Em entrevista para o Bom Dia, Ministro, nesta quarta-feira (7), o titular da pasta do Emprego e Trabalho, Luiz Marinho, destacou que o atual momento do país, no que diz respeito à geração de empregos, “não é uma bolha aqui e acolá, é um crescimento consistente”.
Em novembro de 2025, o Brasil superou a marca de milhões de empregos formais gerados no país desde janeiro de 2023. Com isso, a nação chegou a 49,09 milhões de vínculos formais ativos, o maior registrado na série histórica do Novo Caged. Soma-se a isso, um índice de 5,2% de desemprego, o menor patamar da série histórica.
“É um crescimento do emprego em todo o país e em todos os estados brasileiros, em todos os segmentos da economia”, afirmou o ministro.
Cenário econômico
Duas medidas importantes acompanham os resultados da geração de emprego formal, e impactarão a renda de milhões de trabalhadores brasileiros em 2026: o reajuste do salário mínimo e a isenção do Imposto de Renda para quem ganha até R$ 5 mil, com descontos menores para aqueles com salários entre R$ 5 mil e R$ 7,35 mil mensais.
As mudanças já estão valendo desde o dia 1º de janeiro. O salário mínimo, que antes era R$ 1.518, passou a ser R$ 1.621, um aumento de 6,7%. Os reajustes anuais consideram a inflação dos 12 meses anteriores e o crescimento real do Produto Interno Bruto (PIB ) do segundo ano anterior ao vigente.
A expectativa do ministro é de crescimento do PIB este ano – considerando os anos anteriores – o que deve aumentar o salário mínimo em 2027.
“Este ano de novo vai crescer a economia, crescer o PIB brasileiro, e crescendo o PIB per capita seguramente também crescerá o salário mínimo de novo, olhando para 2027”, detalhou.
Escala 6X1
Outro ponto discutido na entrevista foi o debate sobre o fim da jornada de trabalho 6×1, sem redução de salário. O ministro destacou que o tema é prioridade do governo e dos trabalhadores e defendeu a redução da jornada como uma forma de melhorar as condições de trabalho, a saúde física e mental e o equilíbrio entre vida profissional e familiar.
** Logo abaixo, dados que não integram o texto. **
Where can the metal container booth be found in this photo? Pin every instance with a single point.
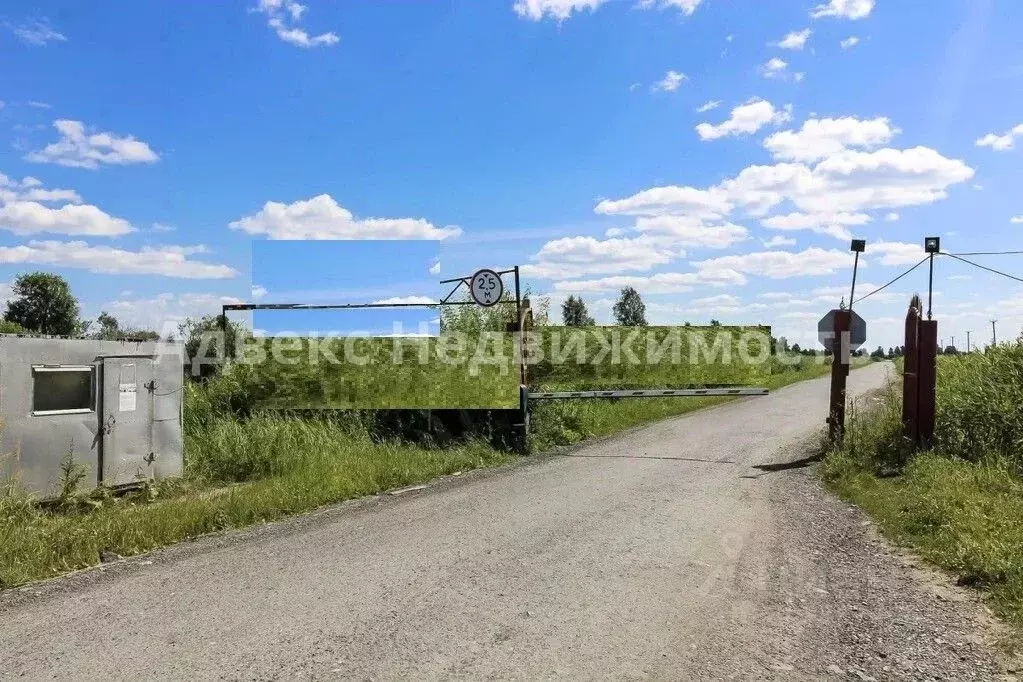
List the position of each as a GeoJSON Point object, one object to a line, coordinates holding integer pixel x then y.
{"type": "Point", "coordinates": [114, 406]}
“A jornada 6×1 é a mais cruel em todo o território global, onde ela está ainda em prática, em especial para as mulheres. Então, temos que pensar na redução da jornada máxima do país”, ressaltou Luiz Marinho.
Luiz Marinho destacou ainda a importância da qualificação do trabalhador brasileiro, com foco especial na juventude. O ministro destacou a atuação do Ministério do Trabalho e Emprego em programas de capacitação, incluindo iniciativas de qualificação digital em parceria com a Microsoft, voltadas a ampliar as competências técnicas e digitais necessárias ao mercado de trabalho.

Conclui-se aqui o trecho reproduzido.